In the long term, the road project will facilitate the movement of people in neighboring villages, and reduce travel time from one and half hours to just 10 minutes. Another expected value add is the easy evacuation and marketing of agricultural products to local market.
The project will also connect communities in the vicinity to the power grid, reduce fossil fuel dependency, and environmental pollution.
The construction of the Singrobo-Ahouaty Hydropower Plant Project harmonizes with the African Development Bank's High5 strategic priorities, including the "Light up and power Africa" pillar. It is also consistent with the Country Strategy Paper for Côte d'Ivoire (2013 - 2017) as well as the Bank's Ten Year Strategy.

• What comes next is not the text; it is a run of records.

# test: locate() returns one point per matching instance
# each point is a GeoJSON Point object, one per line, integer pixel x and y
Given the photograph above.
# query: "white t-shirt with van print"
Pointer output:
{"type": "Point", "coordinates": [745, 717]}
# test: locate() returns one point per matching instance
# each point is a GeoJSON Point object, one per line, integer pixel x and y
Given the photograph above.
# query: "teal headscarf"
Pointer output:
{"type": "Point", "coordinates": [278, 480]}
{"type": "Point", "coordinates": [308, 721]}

The commissioning of the Singrobo-Ahouaty hydroelectric dam will reinforce Côte d'Ivoire's status as an electricity exporting country in the sub-region. The bank's intervention complements the support already provided to the Ivorian energy sector through productive investments in the Côte d'Ivoire-Sierra Leone-Liberia-Guinea Interconnection Project (CLSG), approved in 2013 as well as the Reinforcement of Transmission and Distribution Grids (PRETD) Project approved in 2016.
The African Development Bank's share of renewable energy projects in the electricity financing portfolio has increased from 14% between 2007 and 2011, to 70% between 2012 and 2017.